I am also deeply concerned by the Trump administration’s very indifferent attitude towards diplomacy and the lives of South Koreans. While there may be legitimate reasons to be deeply concerned about North Korea’s development of long-range ballistic missiles and nuclear proliferation, we must take a thoughtful approach to addressing this problem, and war must only be a last resort, after we have exhausted all other options.

Unfortunately, Donald Trump’s approach appears to be reckless and thoughtless, and we have an unfortunate situation of two “madmen” facing each other down. South Korea is one of the closest allies of the United States, and we ought to be closely collaborating with the Moon Jae-in administration. Instead, it seems as if our Korean foreign policy is based on a reckless cowboy approach that does not serve anyone well.



If you are elected, you will be the second Korean-American elected to the U.S. House of Representative after Jay Kim, who represented California’s 41st district from 1993 to 1999. Have you sought advise or help from Mr. Kim? How do you feel about potentially setting a milestone for the Korean community in the United States?

I do not have contact information for Mr. Kim, but would be eager to get his advice. I have sought help from Sukhee Kang, the first Korean-American mayor of a major U.S. city (Irvine), and he has endorsed my campaign. I have also sought help and advice from Los Angeles City Councilman David Ryu, Virginia Delegate Mark Keam and former Boston City Councilman Sam Yoon.

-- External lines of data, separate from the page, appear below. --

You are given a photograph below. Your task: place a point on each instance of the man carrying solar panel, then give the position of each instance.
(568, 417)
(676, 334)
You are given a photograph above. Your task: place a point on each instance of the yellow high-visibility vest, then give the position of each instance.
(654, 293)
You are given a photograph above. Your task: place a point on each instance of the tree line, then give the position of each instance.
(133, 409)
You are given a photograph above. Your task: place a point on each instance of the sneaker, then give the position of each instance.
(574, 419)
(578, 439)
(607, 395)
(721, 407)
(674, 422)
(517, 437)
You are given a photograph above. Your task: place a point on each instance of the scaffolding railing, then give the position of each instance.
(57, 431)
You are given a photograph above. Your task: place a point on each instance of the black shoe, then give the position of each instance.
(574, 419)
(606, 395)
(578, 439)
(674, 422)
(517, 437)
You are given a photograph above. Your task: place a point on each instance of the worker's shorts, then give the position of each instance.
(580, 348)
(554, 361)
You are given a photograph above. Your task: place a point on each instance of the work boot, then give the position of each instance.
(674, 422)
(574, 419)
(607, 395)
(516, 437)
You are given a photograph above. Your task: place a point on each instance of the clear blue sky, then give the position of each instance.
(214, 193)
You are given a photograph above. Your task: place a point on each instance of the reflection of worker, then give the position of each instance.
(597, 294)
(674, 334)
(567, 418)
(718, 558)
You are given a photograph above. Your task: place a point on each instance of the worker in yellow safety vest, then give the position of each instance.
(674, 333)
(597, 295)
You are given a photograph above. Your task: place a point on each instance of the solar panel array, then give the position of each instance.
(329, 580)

How do you feel about your chances in next year’s Democratic primary? Considering the history of Republican representatives elected in the district, how confident are you that a Democrat can win the election next year?

My common sense, policy-based agenda is attracting the support of local elected officials and voters of all political persuasions. Although there is a crowded primary, I’ve already proven myself as the front-runner by clearing over 50 percent in two separate straw polls of 4 candidates held in May and November of 2017.

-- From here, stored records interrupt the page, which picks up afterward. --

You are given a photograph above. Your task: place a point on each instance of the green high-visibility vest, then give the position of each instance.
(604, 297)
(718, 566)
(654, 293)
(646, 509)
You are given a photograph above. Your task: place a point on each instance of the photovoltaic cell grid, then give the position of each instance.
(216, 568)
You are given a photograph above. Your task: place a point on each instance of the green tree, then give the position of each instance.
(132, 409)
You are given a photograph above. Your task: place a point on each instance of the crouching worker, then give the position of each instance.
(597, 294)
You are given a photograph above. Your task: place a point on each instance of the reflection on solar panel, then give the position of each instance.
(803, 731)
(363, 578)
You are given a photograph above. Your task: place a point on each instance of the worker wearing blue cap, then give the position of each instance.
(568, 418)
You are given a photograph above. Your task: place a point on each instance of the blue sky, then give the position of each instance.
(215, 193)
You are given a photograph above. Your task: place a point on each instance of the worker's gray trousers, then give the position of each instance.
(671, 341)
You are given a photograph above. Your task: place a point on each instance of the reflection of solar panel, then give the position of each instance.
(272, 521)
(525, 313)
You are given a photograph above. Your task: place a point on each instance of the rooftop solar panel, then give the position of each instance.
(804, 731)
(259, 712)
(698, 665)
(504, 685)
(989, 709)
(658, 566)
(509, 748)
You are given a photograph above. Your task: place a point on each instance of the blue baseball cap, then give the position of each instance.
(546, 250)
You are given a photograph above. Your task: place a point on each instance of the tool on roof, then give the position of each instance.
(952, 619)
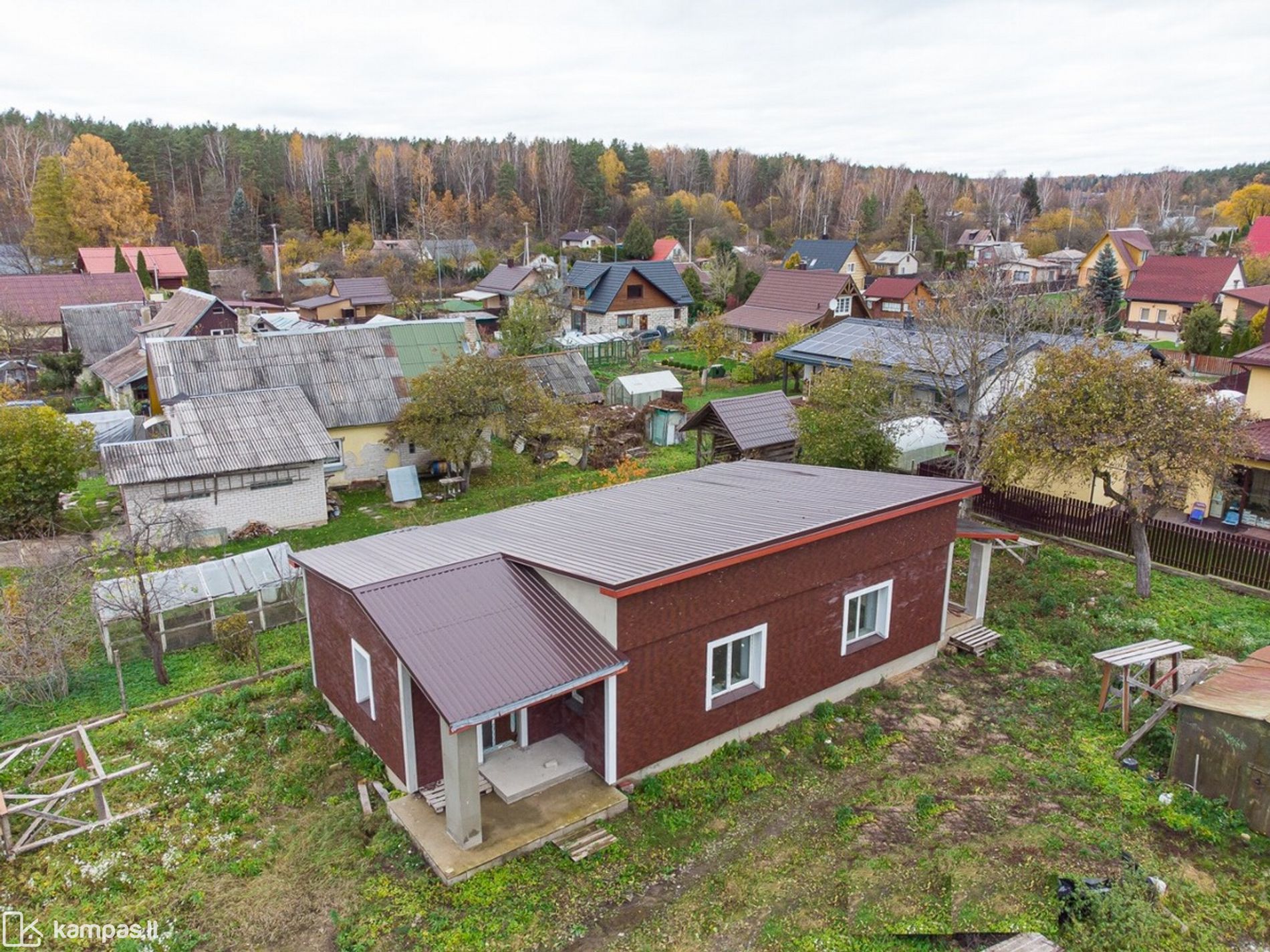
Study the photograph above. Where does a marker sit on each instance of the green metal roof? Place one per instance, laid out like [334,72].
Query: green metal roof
[422,344]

I’ve also been by far the most aggressive candidate as far as getting out there and meeting voters. I’ve held three town halls, over 50 house parties, and met over 15,000 voters in the district. Finally, I’m the only Asian-American candidate running in a district where 25 percent of the current voting age population is Asian American and Pacific Islander.

At the same time, the incumbent Republican Mimi Walters is very vulnerable. Hillary Clinton, a Democrat, won my district by 5.4 percent in last year’s presidential election. And Congresswoman Walters continues to do everything she can to alienate voters here in our district. She rarely appears in public here, and refuses to have public town halls to engage with voters.

Most recently, she was a key vote for the Republican tax bill, which targets California and raises taxes for most people in my district, all to help fund a tax cut for billionaires. As a result, she was the subject of a Wall Street journal article this past weekend featuring the many angry people here in our community that are outraged about her vote on this tax plan.